Voordat je kunt begrijpen hoe de natuur en opvoeding spelen bij het vormen van de persoonlijkheid van je hond, moet je de basis kennen van het debat over natuur en opvoeding.
Het nature vs. nurture-debat is een steunpilaar van de moderne psychologie die zich bezighoudt met hoe verschillende gedragingen en persoonlijkheidskenmerken worden verklaard.
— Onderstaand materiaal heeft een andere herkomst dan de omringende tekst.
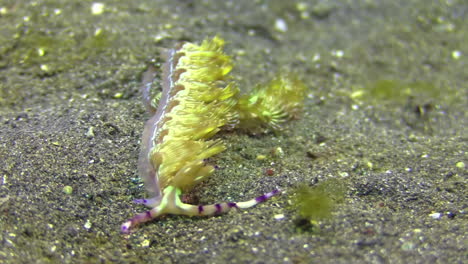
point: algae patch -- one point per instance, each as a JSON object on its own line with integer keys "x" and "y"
{"x": 318, "y": 202}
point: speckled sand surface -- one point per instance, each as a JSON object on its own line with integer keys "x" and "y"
{"x": 386, "y": 114}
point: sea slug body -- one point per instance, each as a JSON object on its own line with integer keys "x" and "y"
{"x": 197, "y": 102}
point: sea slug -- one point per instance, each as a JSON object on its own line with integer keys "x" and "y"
{"x": 198, "y": 101}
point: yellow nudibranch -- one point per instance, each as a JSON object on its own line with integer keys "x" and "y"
{"x": 198, "y": 101}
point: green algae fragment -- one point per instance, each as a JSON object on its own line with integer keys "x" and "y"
{"x": 67, "y": 190}
{"x": 317, "y": 202}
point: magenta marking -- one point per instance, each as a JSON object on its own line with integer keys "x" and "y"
{"x": 218, "y": 208}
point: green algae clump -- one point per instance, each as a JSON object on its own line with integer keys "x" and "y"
{"x": 318, "y": 202}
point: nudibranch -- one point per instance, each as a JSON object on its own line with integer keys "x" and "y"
{"x": 197, "y": 101}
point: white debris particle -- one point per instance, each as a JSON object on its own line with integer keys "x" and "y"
{"x": 88, "y": 224}
{"x": 279, "y": 216}
{"x": 456, "y": 54}
{"x": 435, "y": 215}
{"x": 280, "y": 25}
{"x": 97, "y": 8}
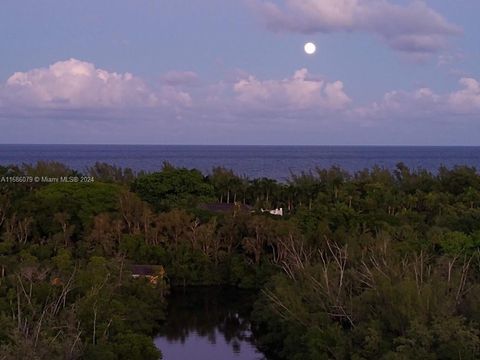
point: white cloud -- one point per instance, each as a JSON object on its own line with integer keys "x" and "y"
{"x": 466, "y": 100}
{"x": 300, "y": 92}
{"x": 175, "y": 78}
{"x": 425, "y": 103}
{"x": 75, "y": 84}
{"x": 414, "y": 29}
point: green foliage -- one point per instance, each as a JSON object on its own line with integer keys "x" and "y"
{"x": 173, "y": 188}
{"x": 372, "y": 265}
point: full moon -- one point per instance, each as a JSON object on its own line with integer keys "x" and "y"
{"x": 310, "y": 48}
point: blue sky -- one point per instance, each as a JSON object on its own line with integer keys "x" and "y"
{"x": 234, "y": 72}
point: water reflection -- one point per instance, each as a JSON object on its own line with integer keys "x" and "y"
{"x": 208, "y": 323}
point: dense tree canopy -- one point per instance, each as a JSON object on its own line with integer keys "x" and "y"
{"x": 377, "y": 264}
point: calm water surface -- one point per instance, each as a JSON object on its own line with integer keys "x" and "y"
{"x": 275, "y": 162}
{"x": 208, "y": 324}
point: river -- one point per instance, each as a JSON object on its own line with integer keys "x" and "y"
{"x": 208, "y": 323}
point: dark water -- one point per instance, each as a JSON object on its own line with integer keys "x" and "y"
{"x": 254, "y": 161}
{"x": 208, "y": 324}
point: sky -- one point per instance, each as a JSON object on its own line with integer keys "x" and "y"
{"x": 386, "y": 72}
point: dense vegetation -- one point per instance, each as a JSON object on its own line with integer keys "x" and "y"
{"x": 374, "y": 265}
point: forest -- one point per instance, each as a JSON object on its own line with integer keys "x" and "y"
{"x": 379, "y": 264}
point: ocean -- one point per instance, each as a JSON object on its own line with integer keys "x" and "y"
{"x": 277, "y": 162}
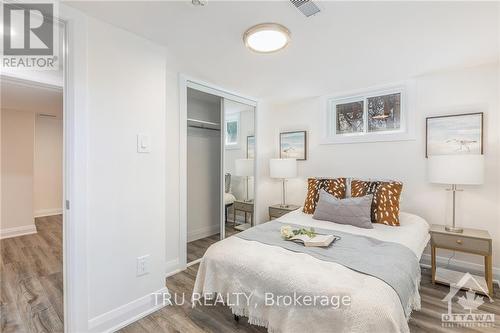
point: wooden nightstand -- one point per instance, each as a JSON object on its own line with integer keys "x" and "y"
{"x": 473, "y": 241}
{"x": 276, "y": 211}
{"x": 244, "y": 206}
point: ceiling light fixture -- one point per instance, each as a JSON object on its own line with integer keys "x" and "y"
{"x": 266, "y": 37}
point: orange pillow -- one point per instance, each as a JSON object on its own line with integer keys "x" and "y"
{"x": 334, "y": 186}
{"x": 385, "y": 204}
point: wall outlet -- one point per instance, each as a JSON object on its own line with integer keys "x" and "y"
{"x": 143, "y": 265}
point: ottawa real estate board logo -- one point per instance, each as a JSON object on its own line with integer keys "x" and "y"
{"x": 467, "y": 312}
{"x": 29, "y": 34}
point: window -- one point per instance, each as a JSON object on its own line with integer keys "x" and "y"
{"x": 377, "y": 115}
{"x": 232, "y": 129}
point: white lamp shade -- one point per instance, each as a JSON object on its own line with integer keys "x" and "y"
{"x": 456, "y": 169}
{"x": 244, "y": 167}
{"x": 283, "y": 168}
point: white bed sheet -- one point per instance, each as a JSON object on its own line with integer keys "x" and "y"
{"x": 234, "y": 265}
{"x": 412, "y": 233}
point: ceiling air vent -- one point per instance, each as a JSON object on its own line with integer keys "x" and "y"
{"x": 306, "y": 7}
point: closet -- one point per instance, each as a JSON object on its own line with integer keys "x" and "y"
{"x": 220, "y": 149}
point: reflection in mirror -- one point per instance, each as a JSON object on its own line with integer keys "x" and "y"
{"x": 239, "y": 154}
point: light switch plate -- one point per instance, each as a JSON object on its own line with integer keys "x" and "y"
{"x": 143, "y": 143}
{"x": 143, "y": 265}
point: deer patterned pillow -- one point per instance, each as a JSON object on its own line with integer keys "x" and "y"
{"x": 334, "y": 186}
{"x": 385, "y": 204}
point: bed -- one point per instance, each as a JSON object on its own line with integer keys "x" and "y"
{"x": 375, "y": 305}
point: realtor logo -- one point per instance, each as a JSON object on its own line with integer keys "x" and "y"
{"x": 30, "y": 36}
{"x": 28, "y": 29}
{"x": 470, "y": 314}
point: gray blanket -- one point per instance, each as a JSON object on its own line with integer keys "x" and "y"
{"x": 390, "y": 262}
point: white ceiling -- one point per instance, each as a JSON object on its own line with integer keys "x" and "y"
{"x": 346, "y": 46}
{"x": 31, "y": 98}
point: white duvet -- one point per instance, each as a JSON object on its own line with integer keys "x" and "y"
{"x": 233, "y": 266}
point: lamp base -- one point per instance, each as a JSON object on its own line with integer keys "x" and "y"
{"x": 453, "y": 229}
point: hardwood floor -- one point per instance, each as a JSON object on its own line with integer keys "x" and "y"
{"x": 31, "y": 298}
{"x": 196, "y": 249}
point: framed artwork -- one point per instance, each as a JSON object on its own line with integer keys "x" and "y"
{"x": 384, "y": 113}
{"x": 293, "y": 145}
{"x": 349, "y": 118}
{"x": 251, "y": 146}
{"x": 454, "y": 134}
{"x": 369, "y": 116}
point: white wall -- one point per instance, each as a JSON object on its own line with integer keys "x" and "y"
{"x": 203, "y": 171}
{"x": 47, "y": 181}
{"x": 462, "y": 90}
{"x": 17, "y": 138}
{"x": 126, "y": 191}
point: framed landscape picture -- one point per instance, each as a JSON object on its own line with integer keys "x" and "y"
{"x": 350, "y": 118}
{"x": 251, "y": 146}
{"x": 384, "y": 113}
{"x": 293, "y": 145}
{"x": 454, "y": 134}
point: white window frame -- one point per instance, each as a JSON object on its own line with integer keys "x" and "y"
{"x": 230, "y": 118}
{"x": 405, "y": 132}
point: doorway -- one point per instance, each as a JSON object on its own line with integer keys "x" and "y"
{"x": 32, "y": 171}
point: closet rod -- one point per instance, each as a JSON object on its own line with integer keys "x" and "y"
{"x": 203, "y": 122}
{"x": 208, "y": 128}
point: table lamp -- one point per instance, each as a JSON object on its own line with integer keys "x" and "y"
{"x": 244, "y": 168}
{"x": 456, "y": 170}
{"x": 283, "y": 168}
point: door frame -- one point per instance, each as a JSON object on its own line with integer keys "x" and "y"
{"x": 186, "y": 82}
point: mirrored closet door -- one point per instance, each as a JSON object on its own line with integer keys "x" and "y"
{"x": 220, "y": 169}
{"x": 239, "y": 153}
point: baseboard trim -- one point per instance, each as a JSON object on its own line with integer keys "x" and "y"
{"x": 172, "y": 267}
{"x": 126, "y": 314}
{"x": 47, "y": 212}
{"x": 461, "y": 266}
{"x": 17, "y": 231}
{"x": 203, "y": 232}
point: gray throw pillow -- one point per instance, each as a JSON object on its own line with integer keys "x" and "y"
{"x": 352, "y": 211}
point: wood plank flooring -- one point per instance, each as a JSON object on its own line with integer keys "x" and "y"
{"x": 196, "y": 249}
{"x": 31, "y": 298}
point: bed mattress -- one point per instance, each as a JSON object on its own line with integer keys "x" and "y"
{"x": 375, "y": 306}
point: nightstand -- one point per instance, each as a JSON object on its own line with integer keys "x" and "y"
{"x": 472, "y": 241}
{"x": 244, "y": 206}
{"x": 276, "y": 211}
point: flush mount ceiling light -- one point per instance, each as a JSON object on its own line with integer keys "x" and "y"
{"x": 266, "y": 37}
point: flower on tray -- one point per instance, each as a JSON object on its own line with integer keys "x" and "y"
{"x": 287, "y": 232}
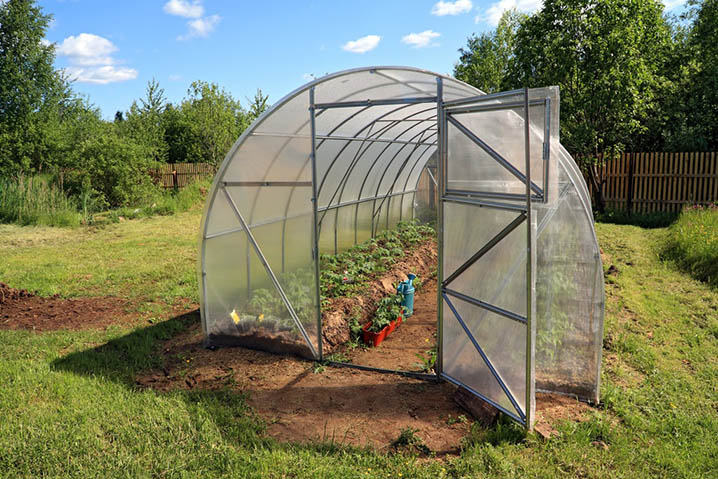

Er zijn twee kanten van het debat, de 'nature:side', die pleit voor erfelijke en genetische oorsprong van eigenschappen, en 'nurture', wat suggereert dat ons gedrag en onze persoonlijkheden meer worden beïnvloed door onze omgeving en ervaringen.
Met andere woorden, zijn onze persoonlijkheden vanaf het moment dat we geboren zijn op DNA-niveau in steen gebeiteld of worden ze gevormd door de manier waarop we zijn opgevoed en de ervaringen die we hebben? Zou je - in wezen - de persoon zijn die je nu bent als je door verschillende ouders op een andere plek was opgevoed? Voel je niet slecht als je geen antwoord hebt - de wetenschap ook niet. In ieder geval niet definitief.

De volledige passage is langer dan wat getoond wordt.